Somehow, we preserved the republic, even in spite of ourselves, and in days will bear witness to the peaceful transfer of power from one president to the next. This episodic transition sets us apart from antiquity and the world as it exists today, but it's cultivated the simplistic perception that responsible civic engagement is limited only to the realm of voting.
 
President-elect Donald Trump will assume his new office at a precarious moment in America's history, set to lead a nation besieged on the world stage and beset on main street. The election calcified our divides, both real and imagined, and laid bare the sometimes-ugly underbelly of the process.
War and recession, social upheaval and scandal: these are the punctuations of our nation's history. But in these challenges lie formative opportunities.
 
Just as past presidents have, Mr.

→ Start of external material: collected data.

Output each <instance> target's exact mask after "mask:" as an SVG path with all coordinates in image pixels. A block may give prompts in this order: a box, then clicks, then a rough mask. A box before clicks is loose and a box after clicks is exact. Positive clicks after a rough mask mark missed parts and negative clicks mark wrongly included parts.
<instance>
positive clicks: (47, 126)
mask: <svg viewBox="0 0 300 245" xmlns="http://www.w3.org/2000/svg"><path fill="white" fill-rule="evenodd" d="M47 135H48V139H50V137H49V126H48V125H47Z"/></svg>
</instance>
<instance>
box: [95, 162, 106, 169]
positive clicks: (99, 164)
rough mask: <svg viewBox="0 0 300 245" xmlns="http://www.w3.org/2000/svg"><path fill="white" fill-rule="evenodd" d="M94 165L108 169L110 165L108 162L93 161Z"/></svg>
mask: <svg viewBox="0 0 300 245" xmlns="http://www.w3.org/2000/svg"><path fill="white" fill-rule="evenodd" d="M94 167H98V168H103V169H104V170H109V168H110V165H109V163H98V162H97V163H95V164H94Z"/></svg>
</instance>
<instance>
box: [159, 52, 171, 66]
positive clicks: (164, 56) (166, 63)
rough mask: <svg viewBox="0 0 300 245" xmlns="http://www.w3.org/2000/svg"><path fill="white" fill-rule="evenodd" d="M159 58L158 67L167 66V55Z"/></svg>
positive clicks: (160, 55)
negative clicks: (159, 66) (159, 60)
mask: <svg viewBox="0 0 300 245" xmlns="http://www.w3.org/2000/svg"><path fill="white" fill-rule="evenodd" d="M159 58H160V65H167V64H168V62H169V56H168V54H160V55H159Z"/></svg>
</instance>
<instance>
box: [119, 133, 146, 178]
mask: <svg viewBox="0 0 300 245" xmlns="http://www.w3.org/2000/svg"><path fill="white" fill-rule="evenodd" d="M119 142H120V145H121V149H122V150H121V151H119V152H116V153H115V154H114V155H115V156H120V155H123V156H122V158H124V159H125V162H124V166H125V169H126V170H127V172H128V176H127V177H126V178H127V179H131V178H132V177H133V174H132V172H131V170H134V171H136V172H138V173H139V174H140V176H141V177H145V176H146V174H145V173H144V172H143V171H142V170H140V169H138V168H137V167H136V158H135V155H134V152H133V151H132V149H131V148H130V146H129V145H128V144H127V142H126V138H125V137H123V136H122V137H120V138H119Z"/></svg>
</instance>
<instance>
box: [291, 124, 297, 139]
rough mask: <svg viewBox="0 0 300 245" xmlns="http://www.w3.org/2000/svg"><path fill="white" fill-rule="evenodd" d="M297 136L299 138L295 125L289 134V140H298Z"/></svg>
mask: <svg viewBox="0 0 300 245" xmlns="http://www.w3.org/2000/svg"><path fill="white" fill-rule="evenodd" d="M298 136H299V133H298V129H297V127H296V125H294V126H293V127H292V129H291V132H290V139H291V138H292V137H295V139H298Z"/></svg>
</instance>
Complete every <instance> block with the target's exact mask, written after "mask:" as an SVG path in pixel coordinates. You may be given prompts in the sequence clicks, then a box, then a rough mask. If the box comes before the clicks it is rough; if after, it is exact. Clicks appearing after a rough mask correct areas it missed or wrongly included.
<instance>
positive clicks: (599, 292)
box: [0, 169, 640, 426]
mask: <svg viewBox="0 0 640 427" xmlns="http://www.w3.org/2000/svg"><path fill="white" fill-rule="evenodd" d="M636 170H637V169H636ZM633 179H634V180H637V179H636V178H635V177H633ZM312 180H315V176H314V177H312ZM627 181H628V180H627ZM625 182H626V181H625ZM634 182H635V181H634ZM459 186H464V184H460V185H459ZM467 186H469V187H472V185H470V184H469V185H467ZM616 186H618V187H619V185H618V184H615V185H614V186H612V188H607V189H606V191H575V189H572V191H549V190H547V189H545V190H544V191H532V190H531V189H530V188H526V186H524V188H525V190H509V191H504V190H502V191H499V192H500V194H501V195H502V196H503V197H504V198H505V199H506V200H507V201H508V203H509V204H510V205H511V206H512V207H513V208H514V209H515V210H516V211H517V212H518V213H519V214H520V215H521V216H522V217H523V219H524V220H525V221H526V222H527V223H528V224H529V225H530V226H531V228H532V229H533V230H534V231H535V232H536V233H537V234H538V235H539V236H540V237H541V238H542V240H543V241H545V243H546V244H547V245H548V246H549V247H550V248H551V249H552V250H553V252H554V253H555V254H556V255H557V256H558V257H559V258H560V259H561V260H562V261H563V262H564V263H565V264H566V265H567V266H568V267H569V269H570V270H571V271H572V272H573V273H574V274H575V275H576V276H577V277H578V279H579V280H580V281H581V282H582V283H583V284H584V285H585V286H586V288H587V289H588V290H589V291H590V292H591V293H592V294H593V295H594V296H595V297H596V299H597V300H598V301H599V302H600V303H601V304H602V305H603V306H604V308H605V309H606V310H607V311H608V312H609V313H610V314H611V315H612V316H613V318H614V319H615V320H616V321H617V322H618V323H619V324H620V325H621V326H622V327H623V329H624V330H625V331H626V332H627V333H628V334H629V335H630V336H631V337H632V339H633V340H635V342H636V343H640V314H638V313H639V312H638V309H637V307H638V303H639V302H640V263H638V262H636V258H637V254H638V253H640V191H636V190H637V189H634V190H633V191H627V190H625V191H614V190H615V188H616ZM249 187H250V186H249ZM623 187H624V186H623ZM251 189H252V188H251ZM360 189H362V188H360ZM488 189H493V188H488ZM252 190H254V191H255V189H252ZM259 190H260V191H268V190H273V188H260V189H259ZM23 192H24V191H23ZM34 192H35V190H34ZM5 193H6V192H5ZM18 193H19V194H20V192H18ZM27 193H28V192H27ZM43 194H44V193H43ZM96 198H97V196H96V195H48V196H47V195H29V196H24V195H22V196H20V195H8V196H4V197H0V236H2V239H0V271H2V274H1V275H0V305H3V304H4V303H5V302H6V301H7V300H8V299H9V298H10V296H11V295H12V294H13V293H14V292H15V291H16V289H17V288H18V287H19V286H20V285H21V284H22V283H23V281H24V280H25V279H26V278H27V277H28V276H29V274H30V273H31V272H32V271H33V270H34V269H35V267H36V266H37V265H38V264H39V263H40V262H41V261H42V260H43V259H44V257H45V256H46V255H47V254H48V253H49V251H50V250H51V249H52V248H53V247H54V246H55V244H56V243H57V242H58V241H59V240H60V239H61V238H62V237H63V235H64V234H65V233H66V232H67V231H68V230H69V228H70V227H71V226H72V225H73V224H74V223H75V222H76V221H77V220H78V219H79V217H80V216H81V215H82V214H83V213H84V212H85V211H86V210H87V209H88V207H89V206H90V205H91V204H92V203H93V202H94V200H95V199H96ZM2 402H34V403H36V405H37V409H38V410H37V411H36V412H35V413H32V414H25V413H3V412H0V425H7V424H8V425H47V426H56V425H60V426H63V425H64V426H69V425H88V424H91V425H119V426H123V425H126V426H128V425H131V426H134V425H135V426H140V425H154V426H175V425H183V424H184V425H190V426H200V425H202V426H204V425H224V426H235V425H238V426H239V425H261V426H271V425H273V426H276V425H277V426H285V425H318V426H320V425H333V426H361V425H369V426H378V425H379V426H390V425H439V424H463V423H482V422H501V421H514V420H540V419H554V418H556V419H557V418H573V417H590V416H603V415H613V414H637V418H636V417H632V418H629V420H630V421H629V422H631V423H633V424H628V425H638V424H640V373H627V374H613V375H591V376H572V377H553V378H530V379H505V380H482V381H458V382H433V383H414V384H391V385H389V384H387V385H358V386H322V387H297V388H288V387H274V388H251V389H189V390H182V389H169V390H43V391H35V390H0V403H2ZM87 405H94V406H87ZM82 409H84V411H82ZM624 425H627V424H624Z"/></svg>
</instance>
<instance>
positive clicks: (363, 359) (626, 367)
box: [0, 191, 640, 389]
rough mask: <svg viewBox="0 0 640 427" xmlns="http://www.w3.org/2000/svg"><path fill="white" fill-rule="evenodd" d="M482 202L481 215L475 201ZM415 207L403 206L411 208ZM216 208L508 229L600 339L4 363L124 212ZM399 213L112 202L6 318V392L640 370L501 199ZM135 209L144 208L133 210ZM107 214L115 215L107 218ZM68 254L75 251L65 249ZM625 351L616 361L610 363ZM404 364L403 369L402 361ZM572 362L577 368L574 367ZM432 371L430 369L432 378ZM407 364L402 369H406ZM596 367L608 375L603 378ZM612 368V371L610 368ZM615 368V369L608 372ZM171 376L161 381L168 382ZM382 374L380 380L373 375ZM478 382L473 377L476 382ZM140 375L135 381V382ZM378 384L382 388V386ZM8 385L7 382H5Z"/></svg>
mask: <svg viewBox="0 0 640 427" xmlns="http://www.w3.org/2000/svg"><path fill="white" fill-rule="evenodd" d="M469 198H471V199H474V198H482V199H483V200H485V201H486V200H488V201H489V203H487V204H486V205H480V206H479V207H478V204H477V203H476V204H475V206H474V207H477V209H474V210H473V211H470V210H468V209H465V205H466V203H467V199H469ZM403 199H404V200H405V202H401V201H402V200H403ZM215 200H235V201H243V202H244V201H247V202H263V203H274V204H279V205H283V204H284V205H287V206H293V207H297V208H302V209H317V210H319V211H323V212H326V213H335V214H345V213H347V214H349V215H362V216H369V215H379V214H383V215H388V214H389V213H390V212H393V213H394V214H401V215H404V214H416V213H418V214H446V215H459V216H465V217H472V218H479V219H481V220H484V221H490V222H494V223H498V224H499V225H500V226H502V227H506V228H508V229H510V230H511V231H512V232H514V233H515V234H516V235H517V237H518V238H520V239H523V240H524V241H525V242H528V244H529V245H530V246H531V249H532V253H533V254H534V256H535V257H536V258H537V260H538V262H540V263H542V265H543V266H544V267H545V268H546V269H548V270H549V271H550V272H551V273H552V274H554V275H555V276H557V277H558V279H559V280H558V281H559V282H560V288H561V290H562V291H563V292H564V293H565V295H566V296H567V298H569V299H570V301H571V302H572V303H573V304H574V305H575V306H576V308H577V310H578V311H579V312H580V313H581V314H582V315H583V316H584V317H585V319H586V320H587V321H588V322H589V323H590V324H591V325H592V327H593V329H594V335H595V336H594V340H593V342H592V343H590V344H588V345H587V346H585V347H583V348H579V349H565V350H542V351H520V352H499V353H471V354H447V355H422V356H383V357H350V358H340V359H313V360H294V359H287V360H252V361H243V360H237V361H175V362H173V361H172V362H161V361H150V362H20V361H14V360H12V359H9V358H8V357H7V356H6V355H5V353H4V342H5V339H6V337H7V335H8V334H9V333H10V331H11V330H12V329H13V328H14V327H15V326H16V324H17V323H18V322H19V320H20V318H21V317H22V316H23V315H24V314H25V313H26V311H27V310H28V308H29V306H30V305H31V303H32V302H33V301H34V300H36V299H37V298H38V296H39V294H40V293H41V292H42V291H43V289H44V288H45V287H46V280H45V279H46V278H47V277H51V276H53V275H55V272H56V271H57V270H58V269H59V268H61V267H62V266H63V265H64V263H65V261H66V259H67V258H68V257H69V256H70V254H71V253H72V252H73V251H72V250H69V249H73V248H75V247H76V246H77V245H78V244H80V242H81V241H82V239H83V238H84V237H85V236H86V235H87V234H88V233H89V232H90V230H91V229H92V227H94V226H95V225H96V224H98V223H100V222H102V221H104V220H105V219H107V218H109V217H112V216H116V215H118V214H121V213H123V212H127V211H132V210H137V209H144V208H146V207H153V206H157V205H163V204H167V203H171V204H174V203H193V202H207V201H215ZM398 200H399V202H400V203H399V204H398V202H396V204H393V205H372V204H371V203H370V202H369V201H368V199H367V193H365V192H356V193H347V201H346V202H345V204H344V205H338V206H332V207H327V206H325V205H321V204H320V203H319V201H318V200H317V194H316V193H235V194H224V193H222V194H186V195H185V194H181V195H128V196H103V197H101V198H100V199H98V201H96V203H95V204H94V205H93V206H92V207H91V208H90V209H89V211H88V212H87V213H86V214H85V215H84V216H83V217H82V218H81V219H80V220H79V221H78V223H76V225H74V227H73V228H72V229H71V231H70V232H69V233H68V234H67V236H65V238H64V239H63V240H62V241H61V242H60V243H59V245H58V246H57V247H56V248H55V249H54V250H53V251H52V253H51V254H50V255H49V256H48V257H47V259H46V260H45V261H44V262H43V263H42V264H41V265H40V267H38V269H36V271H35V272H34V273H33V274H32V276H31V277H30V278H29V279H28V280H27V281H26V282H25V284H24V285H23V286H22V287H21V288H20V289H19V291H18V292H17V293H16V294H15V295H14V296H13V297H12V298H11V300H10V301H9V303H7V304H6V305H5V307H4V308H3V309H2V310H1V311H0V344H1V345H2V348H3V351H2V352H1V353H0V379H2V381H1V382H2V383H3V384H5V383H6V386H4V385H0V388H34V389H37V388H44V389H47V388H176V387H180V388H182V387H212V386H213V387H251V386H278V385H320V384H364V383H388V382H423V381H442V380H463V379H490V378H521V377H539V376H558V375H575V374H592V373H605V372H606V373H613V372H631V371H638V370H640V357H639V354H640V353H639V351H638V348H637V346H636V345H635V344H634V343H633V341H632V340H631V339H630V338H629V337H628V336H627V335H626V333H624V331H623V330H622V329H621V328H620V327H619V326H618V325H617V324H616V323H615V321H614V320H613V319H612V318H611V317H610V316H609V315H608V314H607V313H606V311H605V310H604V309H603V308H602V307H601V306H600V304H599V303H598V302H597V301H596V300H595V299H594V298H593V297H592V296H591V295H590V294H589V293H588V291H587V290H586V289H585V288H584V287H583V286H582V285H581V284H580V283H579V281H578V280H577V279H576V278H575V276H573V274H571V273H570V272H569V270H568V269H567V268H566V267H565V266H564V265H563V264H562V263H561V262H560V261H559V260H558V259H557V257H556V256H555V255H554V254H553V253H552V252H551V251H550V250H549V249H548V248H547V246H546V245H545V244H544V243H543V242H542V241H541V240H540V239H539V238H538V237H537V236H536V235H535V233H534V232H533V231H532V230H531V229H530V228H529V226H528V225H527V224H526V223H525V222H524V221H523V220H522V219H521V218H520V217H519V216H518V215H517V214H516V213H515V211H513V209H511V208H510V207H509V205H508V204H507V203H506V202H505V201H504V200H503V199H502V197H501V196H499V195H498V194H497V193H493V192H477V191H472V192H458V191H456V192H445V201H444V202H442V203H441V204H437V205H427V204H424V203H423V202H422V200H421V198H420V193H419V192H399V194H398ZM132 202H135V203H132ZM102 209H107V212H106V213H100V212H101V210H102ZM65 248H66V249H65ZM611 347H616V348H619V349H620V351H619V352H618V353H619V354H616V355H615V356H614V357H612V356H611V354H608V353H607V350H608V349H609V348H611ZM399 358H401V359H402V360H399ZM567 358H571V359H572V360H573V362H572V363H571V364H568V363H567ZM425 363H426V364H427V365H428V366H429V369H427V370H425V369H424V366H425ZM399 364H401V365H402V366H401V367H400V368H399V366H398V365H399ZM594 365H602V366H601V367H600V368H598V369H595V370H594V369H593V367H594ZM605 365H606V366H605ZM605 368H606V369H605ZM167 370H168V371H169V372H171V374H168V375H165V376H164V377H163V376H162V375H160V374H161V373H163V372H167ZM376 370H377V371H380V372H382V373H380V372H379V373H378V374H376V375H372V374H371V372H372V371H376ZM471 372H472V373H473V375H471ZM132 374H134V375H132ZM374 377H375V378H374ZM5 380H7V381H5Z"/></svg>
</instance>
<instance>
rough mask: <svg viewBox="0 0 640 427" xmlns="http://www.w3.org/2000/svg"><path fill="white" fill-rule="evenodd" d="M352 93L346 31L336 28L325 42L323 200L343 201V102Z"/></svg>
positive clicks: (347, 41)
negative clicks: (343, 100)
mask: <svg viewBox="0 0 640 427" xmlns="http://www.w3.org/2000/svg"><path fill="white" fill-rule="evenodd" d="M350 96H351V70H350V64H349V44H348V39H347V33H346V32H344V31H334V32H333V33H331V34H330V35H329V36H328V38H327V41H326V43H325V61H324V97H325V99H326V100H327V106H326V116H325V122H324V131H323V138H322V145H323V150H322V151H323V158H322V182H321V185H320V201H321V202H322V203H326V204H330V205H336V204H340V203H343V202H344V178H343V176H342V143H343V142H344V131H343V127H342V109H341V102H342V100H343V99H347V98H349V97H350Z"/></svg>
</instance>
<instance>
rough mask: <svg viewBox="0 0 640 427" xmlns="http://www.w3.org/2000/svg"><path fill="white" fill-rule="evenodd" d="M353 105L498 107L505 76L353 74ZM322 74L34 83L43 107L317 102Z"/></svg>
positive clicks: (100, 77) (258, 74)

Trump can leverage this turbulent moment by summoning, as President Abraham Lincoln once said, the better angels of our nature in a national call to service.
The values of duty, honor, and country transcend partisanship--just ask the Republicans who served in the administration of President Barack Obama and the Democrats who auditioned for Mr. Trump's--but one need not seek office or military commission to serve.
 
President John F. Kennedy entered office in 1961 having won the closest presidential election in almost fifty years. The nation had just limped through a recession and would presently barrel its way through the tumult of the civil rights movement.
 
Yet in spite of the nation's searing divisions, Kennedy used his inaugural address to urge Americans to access individually within us that which sets us collectively apart: the innate American eagerness to serve. "And so, my fellow Americans," he said, "ask not what your country can do for you, ask what you can do for your country."
 
Today, too few Americans ask what they can do for their country. Consider: fewer than one percent of all eligible citizens serve in the United States armed forces, according to Army estimates. That's an historic wartime low.
 
The shared commitment that defined generations past is eroding, but our new president has the tremendous opportunity to reinvigorate it when he takes the oath of office later this month.
 
As a Republican and former Senate-confirmed vice chairman of the board of the Corporation for National and Community Service, I've seen first-hand the impact of service on communities and those who volunteer. This government agency, which administers the AmeriCorps program, enhances and supports the efforts of some 3,000 nonprofit, faith-based and community groups, including Habitat for Humanity, Catholic Charities, Boys and Girls Club, Teach for America, and United Way, through public-private partnerships with businesses and foundations.
 
Just as President Bill Clinton urged the nation to consider the possibility of "millions of energetic young men and women serving their country," President-elect Trump can call us to transcend our divisions in common unity. Just as President George H. W. Bush did when he spoke of the timeless ideals of duty, sacrifice, and patriotism embodied in the act of "taking part and pitching in," President-elect Trump can reanimate those flicking points of light across our land.
 
National service builds better communities by building better, more civically invested citizens. Service creates opportunities to bridge the divides that separate us, to find common ground in the greatness of our people. Government won't make America great, but her people in common cause, in common service, can and will.

Eric Tanenblatt is a Principal at Dentons.